The perturbation results in Figure 4 were obtained for a short offset of 2.5 m to match our field experiment and, in general, a convenient option for operations in busy or environmentally fragile areas. In the framework of crustal studies, Majdanski [25] studied analytically the relation between offset and the uncertainties in the layer velocity and thickness. Perturbing the travel times similarly to our study, he showed that, for short offsets, variance in the estimated thickness is larger than that of velocities, while the opposite occurs in large offsets. Thus, in our case, we may rely on estimates of thickness more than velocity. When the latter parameter is more critical for offshore engineers, extending the cable may help. Of course, when reliability and resolution must be maximized, a multichannel survey and a reflection-refraction tomography provide high-quality images in depth [9], even for time-lapse surveys in complex geological structures [13,26]. The joint inversion of direct, reflected, and refracted arrivals increases the areal coverage and local density of rays, stabilizing the tomographic inversion and increasing its robustness with respect to the noise. Therefore, when just a single channel is available, the joint inversion of different multiples is a way forward for possible improvements.

Recognizing multiples is easy only for the “simple” ones, i.e., those whose travel time is (about) twice that of the corresponding primaries. In that case, the related signal amplitude is also relatively prominent. Peg-leg and intrabed multiples are weaker and more challenging, requiring ideally a preliminary tentative selection and a careful comparison of travel times: to the travel time of a deep primary, we must add the travel time of the seafloor or the estimated transit time across some layer interval. Often, this can be performed safely only in limited parts of a survey.

The presented equations and method assume horizontal interfaces layers and homogeneous layers. When minor deviations from these hypotheses occur, the result is acceptable. Otherwise, a full tomographic approach and multichannel surveys are needed.

6. Conclusions

We presented an algorithm for estimating the velocity and thickness of a layer below the seafloor by a monochannel acquisition system, by inverting the travel time of direct arrivals, as well as primary and multiple reflections.
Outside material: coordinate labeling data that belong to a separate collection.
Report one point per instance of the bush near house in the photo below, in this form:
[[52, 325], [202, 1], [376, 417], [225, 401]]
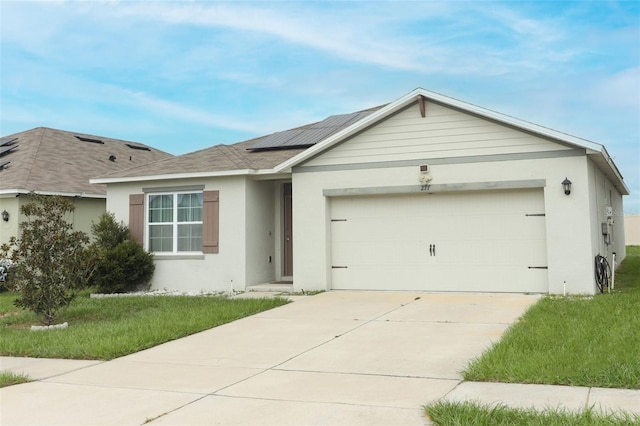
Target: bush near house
[[50, 259], [122, 265]]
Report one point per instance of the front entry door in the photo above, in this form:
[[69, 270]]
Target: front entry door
[[287, 207]]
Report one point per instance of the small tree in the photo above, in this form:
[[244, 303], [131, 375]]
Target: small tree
[[50, 259], [123, 265]]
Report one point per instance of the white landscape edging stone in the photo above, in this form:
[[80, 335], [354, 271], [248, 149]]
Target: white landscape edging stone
[[49, 327]]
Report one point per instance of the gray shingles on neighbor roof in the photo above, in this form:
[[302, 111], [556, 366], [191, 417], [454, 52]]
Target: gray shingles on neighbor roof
[[57, 161]]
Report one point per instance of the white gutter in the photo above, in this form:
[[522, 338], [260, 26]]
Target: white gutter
[[197, 175], [15, 192]]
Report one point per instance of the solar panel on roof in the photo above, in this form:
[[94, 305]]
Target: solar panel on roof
[[7, 140], [6, 149], [83, 139], [277, 140], [310, 135]]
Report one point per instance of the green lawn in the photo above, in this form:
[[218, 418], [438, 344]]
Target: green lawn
[[578, 341], [112, 327], [9, 378], [468, 413]]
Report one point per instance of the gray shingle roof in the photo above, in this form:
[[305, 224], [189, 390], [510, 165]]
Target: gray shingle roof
[[50, 160], [254, 154]]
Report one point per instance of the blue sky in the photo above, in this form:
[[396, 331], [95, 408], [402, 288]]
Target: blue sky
[[186, 75]]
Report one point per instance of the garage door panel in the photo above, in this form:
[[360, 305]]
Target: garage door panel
[[477, 241]]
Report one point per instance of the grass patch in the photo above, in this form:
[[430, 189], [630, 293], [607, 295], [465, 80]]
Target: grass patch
[[112, 327], [9, 378], [470, 413], [578, 341]]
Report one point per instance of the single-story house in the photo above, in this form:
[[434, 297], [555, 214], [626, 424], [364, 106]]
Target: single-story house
[[424, 193], [57, 162]]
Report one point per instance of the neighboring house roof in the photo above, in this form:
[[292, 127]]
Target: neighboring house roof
[[51, 161], [279, 152]]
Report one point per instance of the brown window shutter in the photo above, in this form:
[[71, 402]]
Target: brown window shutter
[[210, 221], [136, 217]]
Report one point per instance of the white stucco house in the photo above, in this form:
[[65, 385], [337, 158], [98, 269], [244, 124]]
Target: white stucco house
[[424, 193]]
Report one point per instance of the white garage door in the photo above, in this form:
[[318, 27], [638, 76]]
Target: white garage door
[[473, 241]]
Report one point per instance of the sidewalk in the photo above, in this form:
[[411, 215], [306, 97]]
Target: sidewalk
[[337, 358]]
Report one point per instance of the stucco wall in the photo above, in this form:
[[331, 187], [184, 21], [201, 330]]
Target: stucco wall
[[569, 233], [603, 194], [87, 211], [10, 228], [261, 234], [632, 229]]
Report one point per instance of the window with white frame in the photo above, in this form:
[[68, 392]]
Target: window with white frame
[[175, 222]]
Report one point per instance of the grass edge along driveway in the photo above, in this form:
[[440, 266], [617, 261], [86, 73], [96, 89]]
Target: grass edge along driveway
[[108, 328], [576, 341]]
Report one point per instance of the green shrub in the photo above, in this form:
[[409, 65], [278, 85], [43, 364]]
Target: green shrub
[[108, 233], [50, 259]]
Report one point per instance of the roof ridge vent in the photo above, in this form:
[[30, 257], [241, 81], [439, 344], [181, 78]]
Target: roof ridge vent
[[84, 139], [138, 147]]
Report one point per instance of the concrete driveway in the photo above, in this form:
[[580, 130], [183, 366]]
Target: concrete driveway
[[336, 358]]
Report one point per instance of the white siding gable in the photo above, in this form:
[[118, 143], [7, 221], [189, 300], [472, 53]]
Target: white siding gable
[[443, 133]]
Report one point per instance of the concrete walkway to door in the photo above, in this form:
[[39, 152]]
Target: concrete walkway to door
[[336, 358]]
A nonlinear set of equations was obtained that can be solved numerically with high precision. However, when measurement errors occur in the input data, due to travel-time selection errors or just ambient noise in the survey, severe instabilities emerged. We showed that a very short offset (2.5 m) can estimate only the layer thickness fairly, while at least a 10 m offset is needed to predict the layer velocity within an acceptable error range.

Real data processing provides additional challenges. A high-frequency source such as a Boomer emits a signal that is rapidly absorbed by the shallow marine sediments. This absorption modifies the signal waveform during its propagation so that direct arrivals, primaries, and multiples have different delays between their first onset and their peak. We showed that a shift may be needed to improve inversion accuracy if the time break of a waveform can be hardly distinguished from the background noise.

Our method for estimating velocity and thickness in a layer below the seafloor using a peg-leg multiple was validated by a real dataset, i.e., a short-offset Boomer survey acquired at the Gulf of Trieste (Northern Adriatic Sea). The obtained values were in good agreement with studies in a nearby area, where borehole ties are also available.